The data from experiment one of the paper is shown below (see Table 1 of the paper). The expected outcomes under the null hypothesis (no evolutionary innovation occurs) are also shown.

Generation Trials Mutants Statics Expected Mutants Expected Statics
0 6 0 6 0.333 5.667
10000 6 0 6 0.333 5.667
20000 6 0 6 0.333 5.667
25000 6 0 6 0.333 5.667
27500 6 0 6 0.333 5.667
29000 6 0 6 0.333 5.667
30000 6 0 6 0.333 5.667
30500 6 1 5 0.333 5.667
31000 6 0 6 0.333 5.667
31500 6 1 5 0.333 5.667
32000 6 0 6 0.333 5.667
32500 6 2 4 0.333 5.667
Total 72 4 68 4 68

When the flawed test is used to compute the significance of this data, the p-value is 0.0085 (see Table 2 of the paper). This p-value is considered statistically significant. However, when the data is analyzed using a standard method (the chi-square test) the p-value is 0.19. This p-value is much larger than the one from the paper and indicates that there is no reason to reject the null hypothesis.

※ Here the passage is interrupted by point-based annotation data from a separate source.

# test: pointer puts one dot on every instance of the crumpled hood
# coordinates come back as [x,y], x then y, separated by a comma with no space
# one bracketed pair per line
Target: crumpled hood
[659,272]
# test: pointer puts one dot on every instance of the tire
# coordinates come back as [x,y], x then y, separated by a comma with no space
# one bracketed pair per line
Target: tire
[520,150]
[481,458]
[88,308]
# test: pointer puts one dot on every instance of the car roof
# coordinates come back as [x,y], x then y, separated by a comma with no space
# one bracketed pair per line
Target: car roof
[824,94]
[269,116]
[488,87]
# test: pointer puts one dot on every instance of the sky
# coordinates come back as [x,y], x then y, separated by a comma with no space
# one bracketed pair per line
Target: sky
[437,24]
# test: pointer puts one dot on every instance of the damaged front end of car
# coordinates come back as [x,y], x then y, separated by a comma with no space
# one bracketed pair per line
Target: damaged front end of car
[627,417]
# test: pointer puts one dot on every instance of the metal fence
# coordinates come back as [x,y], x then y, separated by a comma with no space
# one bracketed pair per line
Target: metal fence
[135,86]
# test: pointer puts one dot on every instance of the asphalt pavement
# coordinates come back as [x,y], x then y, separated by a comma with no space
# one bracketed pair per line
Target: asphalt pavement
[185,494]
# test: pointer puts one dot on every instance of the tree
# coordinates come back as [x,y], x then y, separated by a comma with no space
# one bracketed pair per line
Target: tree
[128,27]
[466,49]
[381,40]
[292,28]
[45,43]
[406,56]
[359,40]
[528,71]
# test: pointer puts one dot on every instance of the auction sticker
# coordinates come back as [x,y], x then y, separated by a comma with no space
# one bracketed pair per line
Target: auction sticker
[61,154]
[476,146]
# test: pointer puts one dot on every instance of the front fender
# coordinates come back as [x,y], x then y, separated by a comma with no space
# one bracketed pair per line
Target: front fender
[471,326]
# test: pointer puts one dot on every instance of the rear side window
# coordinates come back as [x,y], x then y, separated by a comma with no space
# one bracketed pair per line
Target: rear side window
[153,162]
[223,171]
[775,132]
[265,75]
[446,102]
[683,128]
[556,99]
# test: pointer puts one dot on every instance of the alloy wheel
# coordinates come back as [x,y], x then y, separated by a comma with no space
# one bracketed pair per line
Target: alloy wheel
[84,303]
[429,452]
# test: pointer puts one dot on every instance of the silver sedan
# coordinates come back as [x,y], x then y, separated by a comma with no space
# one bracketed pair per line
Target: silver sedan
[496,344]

The chi-square test p-value for experiment two is small (0.0004). However, experiment three is not statistically significant because its p-value is 0.22.

The chi-square test is a common statistical method.[2] It can be implemented in Microsoft Excel. If the numbers from the last four columns of the table above (excluding the “totals” row) are entered into Excel in rows 1-12 and columns A-D, then the p-value can be computed by entering “=CHITEST(A1:B12,C1:D12)” into any empty cell of the spreadsheet.

References

  1. http://www.pnas.org/content/105/23/7899.full.pdf
  2. Mathematical Statistics with Applications by Wackerly, Mendenhall, and Scheaffer, Section 14.4.